I saw a recent affirmation that said something along the lines of – I’m sorry that I wont allow you to disrespect me and if that makes me ‘difficult’ then OK (obviously worded much better than this!)
And this resonated with me. So many times we blame others for out bad mood or our bad behaviour or out bad attitude yet the only person truly responsible is us. People can annoy the hell out of us, be rude to us or be completely offensive to us – yet we respond is our choice.
This also resonated on another level too. I work with difficult children and live with two too! I can become the garbage bin if I allow my students to constantly dump their rubbish on me – though to be honest – it’s more all over the floor and no where near the bin.
What’s important when you work with people, deal with people or live with people – is to NOT allow people to disrespect you. This does not mean that you have to rise up to every slight. it just means that you allow the other person to accept responsibility for their behaviour. By pointing out their poor behaviour you allow them the opportunity to learn and possibly adapt their behaviour. This is growth.
Not only are you not accepting their crap, you are allowing them the opportunity to grow.

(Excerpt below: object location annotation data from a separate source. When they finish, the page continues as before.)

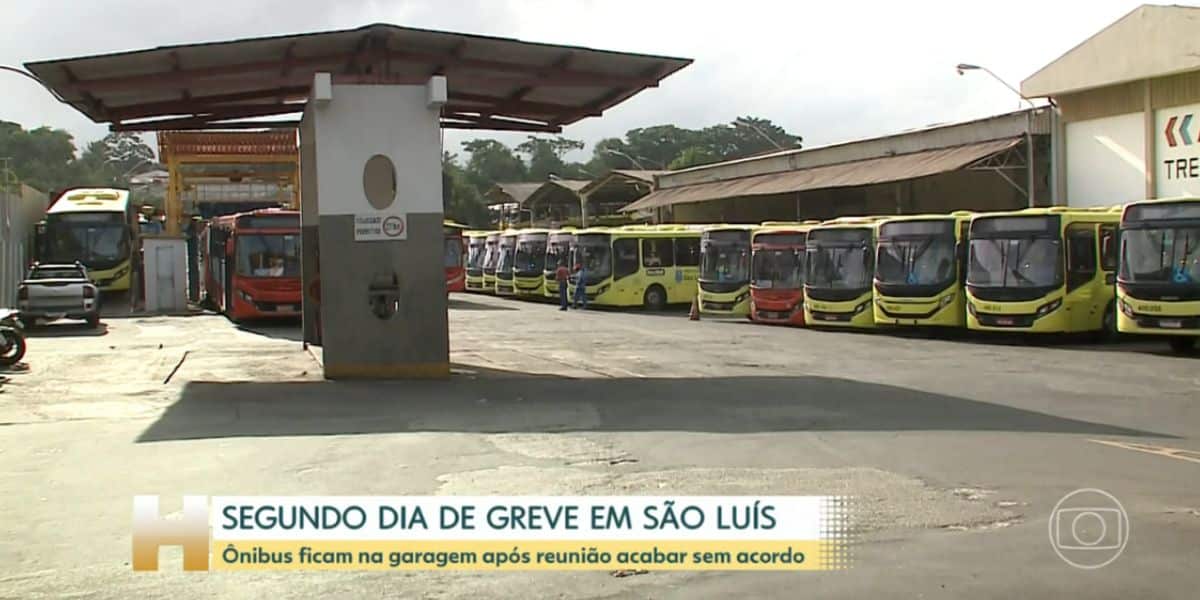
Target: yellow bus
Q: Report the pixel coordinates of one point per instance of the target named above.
(558, 251)
(921, 263)
(97, 227)
(1158, 282)
(1043, 270)
(647, 267)
(505, 258)
(529, 264)
(477, 253)
(839, 273)
(491, 257)
(725, 270)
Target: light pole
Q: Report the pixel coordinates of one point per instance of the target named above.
(635, 162)
(744, 123)
(963, 67)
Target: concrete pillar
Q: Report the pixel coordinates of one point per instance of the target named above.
(371, 205)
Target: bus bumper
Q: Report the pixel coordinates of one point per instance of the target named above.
(113, 280)
(733, 304)
(777, 310)
(529, 287)
(1157, 317)
(855, 313)
(945, 311)
(1041, 316)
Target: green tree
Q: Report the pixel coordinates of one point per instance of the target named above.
(694, 156)
(42, 157)
(461, 201)
(491, 162)
(114, 159)
(546, 156)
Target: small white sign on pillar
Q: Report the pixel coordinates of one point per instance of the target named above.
(381, 227)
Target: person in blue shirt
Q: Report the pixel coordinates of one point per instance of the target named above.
(581, 286)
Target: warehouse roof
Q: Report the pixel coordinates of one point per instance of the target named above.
(495, 83)
(1151, 41)
(847, 174)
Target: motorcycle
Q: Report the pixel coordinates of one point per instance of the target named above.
(12, 337)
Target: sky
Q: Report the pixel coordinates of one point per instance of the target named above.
(827, 71)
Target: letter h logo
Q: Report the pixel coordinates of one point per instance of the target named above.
(150, 532)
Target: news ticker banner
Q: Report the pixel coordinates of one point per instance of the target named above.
(246, 533)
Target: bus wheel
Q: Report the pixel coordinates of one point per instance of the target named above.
(654, 299)
(1183, 345)
(1109, 325)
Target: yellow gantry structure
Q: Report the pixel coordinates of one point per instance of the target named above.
(196, 159)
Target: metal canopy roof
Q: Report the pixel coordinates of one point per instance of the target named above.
(849, 174)
(495, 83)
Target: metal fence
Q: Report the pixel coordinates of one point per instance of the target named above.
(21, 209)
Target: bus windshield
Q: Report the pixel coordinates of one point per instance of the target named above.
(531, 257)
(558, 251)
(453, 252)
(504, 259)
(916, 262)
(594, 253)
(491, 255)
(268, 255)
(725, 257)
(779, 262)
(475, 253)
(840, 259)
(100, 240)
(1161, 256)
(1017, 262)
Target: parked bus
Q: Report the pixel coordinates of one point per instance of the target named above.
(1158, 282)
(491, 257)
(251, 264)
(839, 273)
(454, 252)
(558, 250)
(97, 227)
(921, 264)
(477, 252)
(505, 251)
(1043, 270)
(529, 264)
(639, 267)
(725, 270)
(777, 273)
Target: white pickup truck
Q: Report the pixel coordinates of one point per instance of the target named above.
(58, 291)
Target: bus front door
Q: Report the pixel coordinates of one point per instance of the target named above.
(1083, 292)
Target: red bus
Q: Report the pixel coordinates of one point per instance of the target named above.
(777, 281)
(250, 264)
(455, 251)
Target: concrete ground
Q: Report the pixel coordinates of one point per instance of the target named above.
(955, 450)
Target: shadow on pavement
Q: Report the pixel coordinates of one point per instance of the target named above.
(467, 305)
(280, 329)
(483, 402)
(67, 329)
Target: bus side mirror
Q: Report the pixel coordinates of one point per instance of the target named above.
(40, 240)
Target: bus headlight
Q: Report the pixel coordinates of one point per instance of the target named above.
(1047, 309)
(1126, 309)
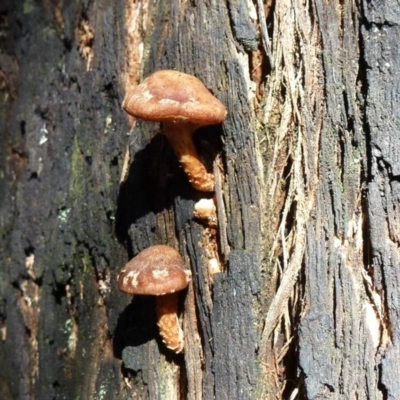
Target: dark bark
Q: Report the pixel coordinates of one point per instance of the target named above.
(306, 165)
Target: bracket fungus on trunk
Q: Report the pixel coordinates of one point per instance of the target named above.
(160, 271)
(183, 104)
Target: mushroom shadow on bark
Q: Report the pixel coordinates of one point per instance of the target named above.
(136, 324)
(155, 180)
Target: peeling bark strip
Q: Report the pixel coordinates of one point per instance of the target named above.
(307, 191)
(233, 324)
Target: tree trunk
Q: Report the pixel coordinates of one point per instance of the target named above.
(306, 303)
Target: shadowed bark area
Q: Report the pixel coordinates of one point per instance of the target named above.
(295, 290)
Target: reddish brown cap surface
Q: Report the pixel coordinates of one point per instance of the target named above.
(172, 96)
(156, 270)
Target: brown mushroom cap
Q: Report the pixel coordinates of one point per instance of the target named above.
(156, 270)
(172, 96)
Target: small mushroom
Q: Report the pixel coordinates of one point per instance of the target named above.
(183, 104)
(160, 271)
(206, 210)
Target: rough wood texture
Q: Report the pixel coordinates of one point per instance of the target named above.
(307, 186)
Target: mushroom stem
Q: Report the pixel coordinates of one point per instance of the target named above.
(167, 320)
(180, 138)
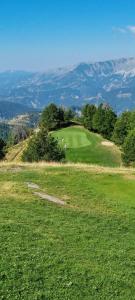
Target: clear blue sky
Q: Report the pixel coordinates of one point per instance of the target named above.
(44, 34)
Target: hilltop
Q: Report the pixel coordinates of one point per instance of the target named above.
(81, 250)
(82, 146)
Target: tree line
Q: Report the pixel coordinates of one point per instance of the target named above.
(119, 129)
(101, 119)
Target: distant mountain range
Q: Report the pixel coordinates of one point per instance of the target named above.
(111, 81)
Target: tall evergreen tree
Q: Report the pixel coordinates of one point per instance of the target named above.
(88, 113)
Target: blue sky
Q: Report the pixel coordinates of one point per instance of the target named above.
(46, 34)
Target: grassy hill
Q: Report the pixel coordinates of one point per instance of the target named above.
(87, 147)
(83, 250)
(82, 147)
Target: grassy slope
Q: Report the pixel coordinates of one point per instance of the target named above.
(84, 146)
(84, 250)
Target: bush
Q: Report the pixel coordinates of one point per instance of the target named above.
(2, 149)
(128, 148)
(42, 146)
(88, 113)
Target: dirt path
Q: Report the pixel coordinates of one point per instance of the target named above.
(42, 195)
(49, 198)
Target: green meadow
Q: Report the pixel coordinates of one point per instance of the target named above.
(86, 147)
(82, 250)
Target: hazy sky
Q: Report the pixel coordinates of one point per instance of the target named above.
(44, 34)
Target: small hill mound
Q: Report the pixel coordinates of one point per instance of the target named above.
(81, 146)
(87, 147)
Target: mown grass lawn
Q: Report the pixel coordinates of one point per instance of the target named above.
(86, 147)
(84, 250)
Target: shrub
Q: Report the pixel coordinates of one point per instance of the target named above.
(2, 149)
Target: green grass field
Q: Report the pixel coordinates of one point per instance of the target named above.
(86, 147)
(83, 250)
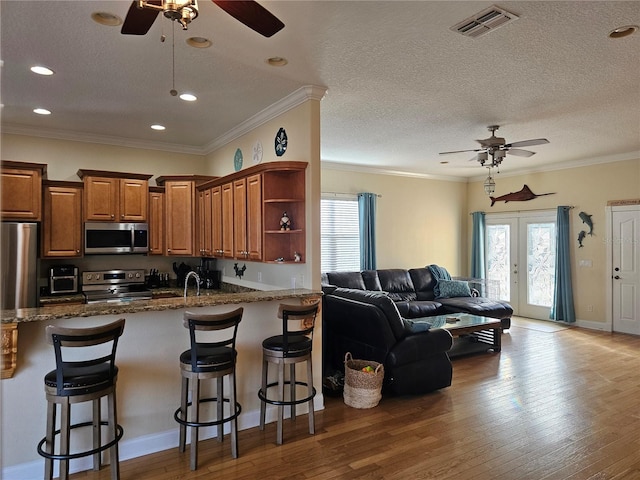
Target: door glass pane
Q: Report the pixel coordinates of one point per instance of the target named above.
(541, 259)
(498, 246)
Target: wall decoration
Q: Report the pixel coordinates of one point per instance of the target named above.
(586, 218)
(581, 236)
(519, 196)
(257, 152)
(281, 142)
(237, 160)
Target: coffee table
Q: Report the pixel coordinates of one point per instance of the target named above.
(483, 332)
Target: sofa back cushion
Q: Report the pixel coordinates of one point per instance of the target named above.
(423, 282)
(380, 300)
(397, 283)
(346, 280)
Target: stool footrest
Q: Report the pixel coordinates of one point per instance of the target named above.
(71, 456)
(177, 413)
(263, 396)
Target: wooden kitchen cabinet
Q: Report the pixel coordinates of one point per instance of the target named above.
(156, 221)
(22, 190)
(181, 207)
(115, 196)
(62, 219)
(205, 219)
(216, 221)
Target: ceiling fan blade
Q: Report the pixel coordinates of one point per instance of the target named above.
(528, 143)
(460, 151)
(139, 20)
(520, 153)
(253, 15)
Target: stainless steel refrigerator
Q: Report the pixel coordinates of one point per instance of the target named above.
(19, 279)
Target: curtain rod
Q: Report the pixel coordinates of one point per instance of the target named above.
(532, 210)
(338, 194)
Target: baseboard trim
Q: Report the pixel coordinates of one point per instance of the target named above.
(153, 443)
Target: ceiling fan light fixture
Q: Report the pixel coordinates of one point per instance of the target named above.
(107, 19)
(622, 32)
(198, 42)
(489, 185)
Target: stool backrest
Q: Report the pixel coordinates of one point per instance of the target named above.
(227, 322)
(65, 337)
(297, 320)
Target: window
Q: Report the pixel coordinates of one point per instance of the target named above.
(340, 234)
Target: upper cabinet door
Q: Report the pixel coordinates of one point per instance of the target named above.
(133, 200)
(21, 193)
(101, 199)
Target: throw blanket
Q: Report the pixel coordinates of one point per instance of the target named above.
(439, 273)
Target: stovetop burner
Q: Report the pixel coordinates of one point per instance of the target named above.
(114, 286)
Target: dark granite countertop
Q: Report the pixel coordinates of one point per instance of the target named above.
(207, 298)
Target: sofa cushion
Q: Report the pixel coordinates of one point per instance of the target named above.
(346, 280)
(423, 282)
(477, 306)
(379, 299)
(419, 308)
(452, 288)
(397, 282)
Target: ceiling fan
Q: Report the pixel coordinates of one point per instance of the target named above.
(497, 148)
(142, 14)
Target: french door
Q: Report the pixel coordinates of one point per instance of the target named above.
(520, 258)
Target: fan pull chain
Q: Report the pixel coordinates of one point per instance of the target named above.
(173, 90)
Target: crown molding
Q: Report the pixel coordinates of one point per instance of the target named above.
(621, 157)
(99, 139)
(298, 97)
(350, 167)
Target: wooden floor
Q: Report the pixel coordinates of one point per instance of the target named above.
(556, 403)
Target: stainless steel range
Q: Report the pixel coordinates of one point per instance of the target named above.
(114, 286)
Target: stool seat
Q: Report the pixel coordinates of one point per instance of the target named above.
(75, 381)
(209, 359)
(295, 346)
(292, 347)
(213, 359)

On the other hand, if you constantly avoid dealing with people’s rude behaviour on a continual basis, it not only wears you down (there is a difference between ignoring it and allowing it) it also enables them to continue on their path of poor behaviour.
And it’s so much easier for them to label you as ‘difficult’ rather than to address their behaviour. And you know what – it that makes them feel better than fine. That’s their story and don’t make it yours.
So next time someone is disrespectful to you . Point it out. Calmly. And if they don’t like it – hard shit. Remember you didn’t much like their behaviour either!
We can be so ineffectual at dealing with rude behaviour and sometimes we need to bite the proverbial bullet and deal with it. It’s really not worth our effort if it’s a one off thing but with people we are in contact with often, it’s time to lay down some boundaries, dole out some home truths and allow the other person to grow.